Large language models can provide significant benefits to businesses in various ways. The key to success when using AI like LLMs is to identify specific problems can be solved with them. It is also critical to choose the right LLM for the job and implement a solution that is secure and responsible.
Overview
Our Envision AI offering is designed to help your business glean insights on the state of LLMs and identify key business problems that can be solved with LLMs in a secure and responsible fashion. Our team of experts will work with you to define business outcomes and formulate a strategy to choose the right LLMs to achieve them.
State of LLMs today
Our experts will share our perspective of the LLM landscape today, including types of LLMs and common scenarios that are applicable to them. We will also share common use-cases across various industries applicable to LLMs.
Key deliverables
- Discuss current state of LLMs and common use-cases across industries.

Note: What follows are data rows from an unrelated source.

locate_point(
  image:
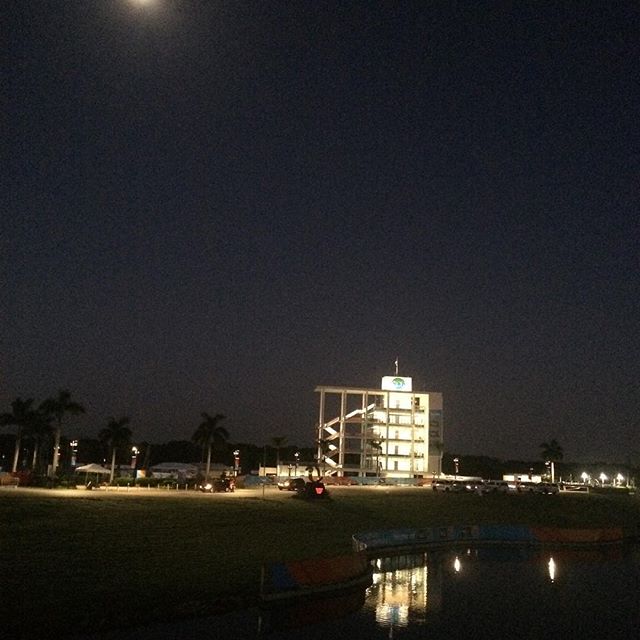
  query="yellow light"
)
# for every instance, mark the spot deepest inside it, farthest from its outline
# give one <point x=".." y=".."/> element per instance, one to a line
<point x="552" y="569"/>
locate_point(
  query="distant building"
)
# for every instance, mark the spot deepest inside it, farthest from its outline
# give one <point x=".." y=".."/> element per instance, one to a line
<point x="390" y="432"/>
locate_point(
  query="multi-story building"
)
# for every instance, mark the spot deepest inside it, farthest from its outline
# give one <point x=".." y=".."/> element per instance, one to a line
<point x="390" y="432"/>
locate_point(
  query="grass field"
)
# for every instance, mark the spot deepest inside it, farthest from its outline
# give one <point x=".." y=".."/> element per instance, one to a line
<point x="78" y="560"/>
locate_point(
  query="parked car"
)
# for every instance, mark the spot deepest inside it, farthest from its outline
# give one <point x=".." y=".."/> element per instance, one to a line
<point x="219" y="485"/>
<point x="291" y="484"/>
<point x="444" y="484"/>
<point x="495" y="486"/>
<point x="312" y="490"/>
<point x="548" y="488"/>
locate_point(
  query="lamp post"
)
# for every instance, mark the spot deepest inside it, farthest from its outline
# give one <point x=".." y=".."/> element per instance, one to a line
<point x="236" y="462"/>
<point x="134" y="456"/>
<point x="74" y="452"/>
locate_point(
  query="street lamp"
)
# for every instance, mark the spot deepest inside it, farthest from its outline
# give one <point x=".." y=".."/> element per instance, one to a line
<point x="134" y="459"/>
<point x="236" y="461"/>
<point x="74" y="452"/>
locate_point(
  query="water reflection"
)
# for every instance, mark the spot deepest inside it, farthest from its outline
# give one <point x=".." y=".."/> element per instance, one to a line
<point x="496" y="592"/>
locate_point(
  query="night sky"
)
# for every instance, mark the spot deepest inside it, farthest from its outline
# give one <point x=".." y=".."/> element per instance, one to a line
<point x="218" y="205"/>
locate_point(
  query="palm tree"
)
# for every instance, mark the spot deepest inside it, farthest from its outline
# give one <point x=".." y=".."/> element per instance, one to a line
<point x="57" y="407"/>
<point x="38" y="428"/>
<point x="552" y="452"/>
<point x="21" y="416"/>
<point x="278" y="442"/>
<point x="209" y="435"/>
<point x="115" y="436"/>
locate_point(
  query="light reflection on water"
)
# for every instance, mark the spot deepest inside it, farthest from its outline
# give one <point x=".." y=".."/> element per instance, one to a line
<point x="474" y="593"/>
<point x="492" y="593"/>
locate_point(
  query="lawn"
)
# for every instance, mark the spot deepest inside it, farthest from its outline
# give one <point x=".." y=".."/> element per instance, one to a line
<point x="78" y="560"/>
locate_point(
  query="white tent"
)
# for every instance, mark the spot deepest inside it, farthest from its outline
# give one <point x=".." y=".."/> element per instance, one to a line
<point x="92" y="468"/>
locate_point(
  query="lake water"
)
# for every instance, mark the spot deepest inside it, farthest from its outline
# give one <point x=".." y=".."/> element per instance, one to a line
<point x="475" y="593"/>
<point x="490" y="593"/>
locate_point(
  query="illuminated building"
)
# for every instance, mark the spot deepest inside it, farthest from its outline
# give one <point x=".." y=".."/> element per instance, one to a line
<point x="391" y="432"/>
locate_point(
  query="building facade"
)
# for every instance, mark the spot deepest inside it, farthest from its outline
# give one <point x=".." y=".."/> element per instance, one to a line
<point x="389" y="432"/>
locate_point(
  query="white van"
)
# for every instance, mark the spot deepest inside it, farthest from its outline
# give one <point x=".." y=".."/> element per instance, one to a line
<point x="495" y="486"/>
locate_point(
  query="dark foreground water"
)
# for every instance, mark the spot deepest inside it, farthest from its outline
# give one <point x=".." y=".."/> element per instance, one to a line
<point x="455" y="594"/>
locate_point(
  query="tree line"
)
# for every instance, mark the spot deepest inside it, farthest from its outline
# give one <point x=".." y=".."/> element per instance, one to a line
<point x="41" y="424"/>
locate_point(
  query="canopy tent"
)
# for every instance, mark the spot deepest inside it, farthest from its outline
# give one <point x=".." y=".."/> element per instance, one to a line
<point x="92" y="468"/>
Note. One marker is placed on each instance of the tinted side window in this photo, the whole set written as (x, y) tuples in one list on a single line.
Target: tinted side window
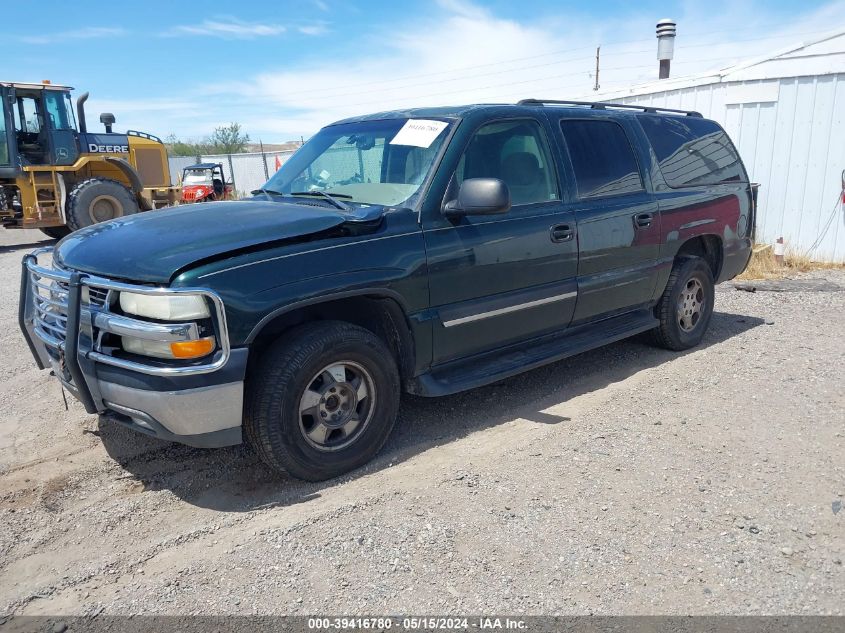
[(602, 158), (692, 151), (515, 152)]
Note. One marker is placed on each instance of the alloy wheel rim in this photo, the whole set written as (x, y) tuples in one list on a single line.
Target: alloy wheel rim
[(691, 304), (336, 406)]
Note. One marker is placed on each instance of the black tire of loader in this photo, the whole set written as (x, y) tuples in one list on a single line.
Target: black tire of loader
[(86, 193)]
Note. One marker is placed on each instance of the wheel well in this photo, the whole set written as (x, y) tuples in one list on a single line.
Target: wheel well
[(708, 247), (380, 315)]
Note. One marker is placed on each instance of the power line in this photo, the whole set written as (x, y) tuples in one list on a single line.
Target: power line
[(538, 56)]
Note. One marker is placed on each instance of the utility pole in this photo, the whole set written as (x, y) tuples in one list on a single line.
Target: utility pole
[(598, 50)]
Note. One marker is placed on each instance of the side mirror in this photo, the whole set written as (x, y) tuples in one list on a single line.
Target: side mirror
[(107, 119), (480, 196)]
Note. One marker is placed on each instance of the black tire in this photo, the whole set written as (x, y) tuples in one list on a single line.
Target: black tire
[(96, 200), (56, 232), (274, 423), (683, 321)]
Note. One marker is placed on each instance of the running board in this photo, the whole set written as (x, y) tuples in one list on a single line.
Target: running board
[(493, 366)]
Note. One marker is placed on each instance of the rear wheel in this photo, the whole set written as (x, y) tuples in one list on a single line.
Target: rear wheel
[(686, 306), (322, 401), (96, 200)]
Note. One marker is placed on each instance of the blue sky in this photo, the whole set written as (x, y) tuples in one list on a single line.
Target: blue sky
[(284, 69)]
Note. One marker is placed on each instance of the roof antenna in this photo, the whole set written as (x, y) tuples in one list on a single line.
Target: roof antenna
[(665, 45)]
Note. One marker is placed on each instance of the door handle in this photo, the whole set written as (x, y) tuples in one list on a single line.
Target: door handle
[(643, 220), (561, 232)]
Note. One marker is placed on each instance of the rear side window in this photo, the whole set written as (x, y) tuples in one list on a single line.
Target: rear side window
[(692, 151), (602, 158)]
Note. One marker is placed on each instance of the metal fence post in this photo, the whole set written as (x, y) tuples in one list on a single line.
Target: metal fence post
[(264, 160), (232, 171)]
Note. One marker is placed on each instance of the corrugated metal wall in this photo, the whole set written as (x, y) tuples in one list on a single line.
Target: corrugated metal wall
[(791, 135)]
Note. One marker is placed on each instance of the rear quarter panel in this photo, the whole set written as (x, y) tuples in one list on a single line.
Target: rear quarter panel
[(724, 210)]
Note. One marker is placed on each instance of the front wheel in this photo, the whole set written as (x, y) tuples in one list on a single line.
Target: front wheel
[(322, 400), (686, 306)]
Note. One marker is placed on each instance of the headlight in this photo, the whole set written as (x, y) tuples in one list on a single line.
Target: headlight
[(162, 349), (164, 307)]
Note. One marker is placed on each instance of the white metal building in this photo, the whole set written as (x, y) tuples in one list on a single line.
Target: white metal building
[(786, 114)]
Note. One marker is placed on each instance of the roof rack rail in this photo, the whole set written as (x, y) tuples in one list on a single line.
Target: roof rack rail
[(151, 137), (598, 105)]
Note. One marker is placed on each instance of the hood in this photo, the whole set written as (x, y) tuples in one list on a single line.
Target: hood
[(154, 245)]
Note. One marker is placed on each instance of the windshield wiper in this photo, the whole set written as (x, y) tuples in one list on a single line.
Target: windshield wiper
[(333, 199), (267, 192)]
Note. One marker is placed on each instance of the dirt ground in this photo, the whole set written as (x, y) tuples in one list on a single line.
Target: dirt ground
[(626, 480)]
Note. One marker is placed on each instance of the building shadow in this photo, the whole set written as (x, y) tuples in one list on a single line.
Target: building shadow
[(235, 480)]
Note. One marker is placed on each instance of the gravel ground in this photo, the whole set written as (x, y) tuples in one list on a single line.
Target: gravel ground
[(626, 480)]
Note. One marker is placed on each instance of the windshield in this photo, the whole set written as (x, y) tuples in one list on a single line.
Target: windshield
[(368, 162), (197, 177)]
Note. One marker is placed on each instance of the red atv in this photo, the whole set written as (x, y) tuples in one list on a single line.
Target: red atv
[(205, 182)]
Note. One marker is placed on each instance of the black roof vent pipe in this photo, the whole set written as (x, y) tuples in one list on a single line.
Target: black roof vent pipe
[(665, 45)]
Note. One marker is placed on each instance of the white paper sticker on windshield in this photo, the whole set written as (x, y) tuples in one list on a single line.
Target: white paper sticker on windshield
[(418, 132)]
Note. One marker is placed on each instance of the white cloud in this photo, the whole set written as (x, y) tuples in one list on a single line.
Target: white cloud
[(313, 29), (227, 28), (88, 33), (459, 52)]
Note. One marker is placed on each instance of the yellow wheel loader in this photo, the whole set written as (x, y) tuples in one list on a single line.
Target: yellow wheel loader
[(58, 177)]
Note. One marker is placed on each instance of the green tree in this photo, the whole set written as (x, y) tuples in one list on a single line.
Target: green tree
[(229, 139), (178, 147)]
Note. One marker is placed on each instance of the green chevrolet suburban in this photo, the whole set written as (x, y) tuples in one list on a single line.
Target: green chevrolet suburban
[(427, 251)]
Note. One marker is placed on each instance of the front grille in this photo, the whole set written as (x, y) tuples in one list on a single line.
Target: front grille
[(50, 301), (98, 297)]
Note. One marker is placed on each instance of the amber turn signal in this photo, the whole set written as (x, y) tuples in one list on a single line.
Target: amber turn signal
[(192, 349)]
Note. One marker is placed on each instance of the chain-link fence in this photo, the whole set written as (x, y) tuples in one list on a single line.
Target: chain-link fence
[(248, 171)]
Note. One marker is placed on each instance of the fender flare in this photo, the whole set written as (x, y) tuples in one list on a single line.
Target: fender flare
[(135, 183)]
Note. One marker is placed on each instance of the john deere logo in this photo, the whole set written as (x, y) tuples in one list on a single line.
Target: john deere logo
[(107, 149)]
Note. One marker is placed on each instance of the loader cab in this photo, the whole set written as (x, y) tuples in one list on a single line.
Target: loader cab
[(39, 127)]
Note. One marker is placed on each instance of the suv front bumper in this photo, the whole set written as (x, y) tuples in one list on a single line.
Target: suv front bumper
[(63, 315)]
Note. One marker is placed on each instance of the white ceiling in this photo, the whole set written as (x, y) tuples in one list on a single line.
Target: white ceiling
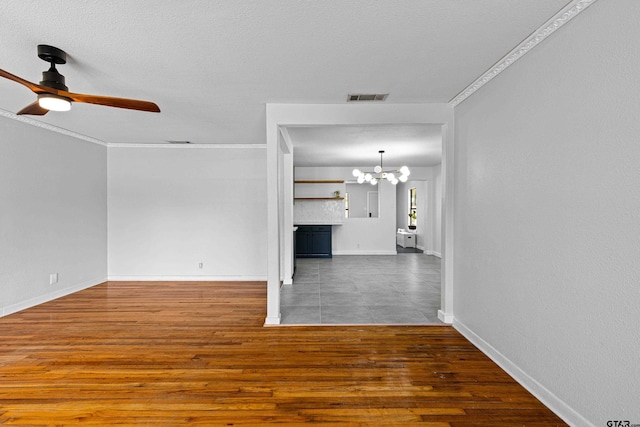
[(410, 145), (212, 66)]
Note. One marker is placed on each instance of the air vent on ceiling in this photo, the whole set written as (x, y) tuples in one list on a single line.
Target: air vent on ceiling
[(359, 97)]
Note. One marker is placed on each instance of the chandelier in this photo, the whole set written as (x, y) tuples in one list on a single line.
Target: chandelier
[(379, 173)]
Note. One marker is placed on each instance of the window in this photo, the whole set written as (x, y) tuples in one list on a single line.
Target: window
[(413, 208), (346, 205)]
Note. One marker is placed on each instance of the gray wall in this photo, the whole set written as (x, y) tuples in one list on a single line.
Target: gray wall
[(53, 214), (547, 216)]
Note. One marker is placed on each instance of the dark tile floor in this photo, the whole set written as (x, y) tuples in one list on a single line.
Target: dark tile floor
[(350, 289)]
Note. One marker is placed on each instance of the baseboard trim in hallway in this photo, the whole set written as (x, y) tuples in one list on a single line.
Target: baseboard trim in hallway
[(550, 400)]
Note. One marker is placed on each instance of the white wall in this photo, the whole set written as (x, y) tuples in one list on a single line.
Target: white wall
[(53, 215), (360, 236), (436, 206), (547, 214), (172, 208)]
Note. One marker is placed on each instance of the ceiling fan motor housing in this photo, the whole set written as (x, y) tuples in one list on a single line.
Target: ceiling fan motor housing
[(52, 78)]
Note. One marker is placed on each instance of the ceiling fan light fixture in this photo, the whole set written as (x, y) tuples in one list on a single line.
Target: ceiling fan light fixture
[(53, 102)]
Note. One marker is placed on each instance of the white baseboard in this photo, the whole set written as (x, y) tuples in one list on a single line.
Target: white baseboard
[(445, 317), (364, 252), (49, 296), (272, 321), (188, 278), (558, 406)]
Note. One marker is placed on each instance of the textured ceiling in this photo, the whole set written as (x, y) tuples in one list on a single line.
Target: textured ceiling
[(411, 145), (212, 65)]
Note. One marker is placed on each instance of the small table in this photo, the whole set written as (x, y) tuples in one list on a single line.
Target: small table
[(406, 239)]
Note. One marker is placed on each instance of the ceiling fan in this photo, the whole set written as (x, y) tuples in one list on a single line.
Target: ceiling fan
[(54, 95)]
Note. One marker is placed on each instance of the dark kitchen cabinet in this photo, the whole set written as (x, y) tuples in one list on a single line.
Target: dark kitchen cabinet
[(313, 241)]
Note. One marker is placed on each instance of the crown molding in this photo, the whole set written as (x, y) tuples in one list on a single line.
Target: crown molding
[(52, 128), (551, 26), (184, 146)]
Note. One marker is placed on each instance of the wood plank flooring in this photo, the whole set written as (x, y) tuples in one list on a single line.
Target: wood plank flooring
[(196, 353)]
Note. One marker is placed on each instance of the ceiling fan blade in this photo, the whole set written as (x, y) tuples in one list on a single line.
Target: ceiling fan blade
[(33, 109), (131, 104), (32, 86)]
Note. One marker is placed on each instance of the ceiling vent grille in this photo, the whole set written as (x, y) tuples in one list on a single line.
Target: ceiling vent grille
[(363, 97)]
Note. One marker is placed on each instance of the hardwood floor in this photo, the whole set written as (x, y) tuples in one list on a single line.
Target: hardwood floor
[(196, 353)]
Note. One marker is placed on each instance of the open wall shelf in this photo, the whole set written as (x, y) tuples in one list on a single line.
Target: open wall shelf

- Importance of a Knowledge-base utilizing GenAccel to obtain specific outcomes.
- Value of prompt engineering and fine-tuning.
- De-risking your data/KB with SecureGPT.
Define problem statement
We will work with your stakeholders to brainstorm existing or new business ideas and identify key areas of LLM use. As a part of this exercise, we will work with your team to define desired outcomes as dictated by your business priorities.
Key Deliverables
Gather feedback and brainstorm use-cases for LLMs in the context of your business.
Define clear business objectives, prioritize use-cases based on impact. Ex: Improving customer service, reducing cost, improve decision making etc.
Demonstrate the Emerscient approach with customer data.
Choose LLM and evaluate feasibility
It is critical to choose the right tool for the job. Once the problem statement is defined, we will recommend LLMs options and work with your team to evaluate feasibility of deployment.
Key Deliverables
Identify appropriate LLM(s) for each prioritized use-case.
Identify data sources and evaluate for quality and feasibility.
Evaluate existing infrastructure and skills required to deploy and maintain LLM apps.
Evaluate cost: Data acquisition cost, hardware/software cost, maintenance support costs.
Evaluate potential risks: security, legal and ethical.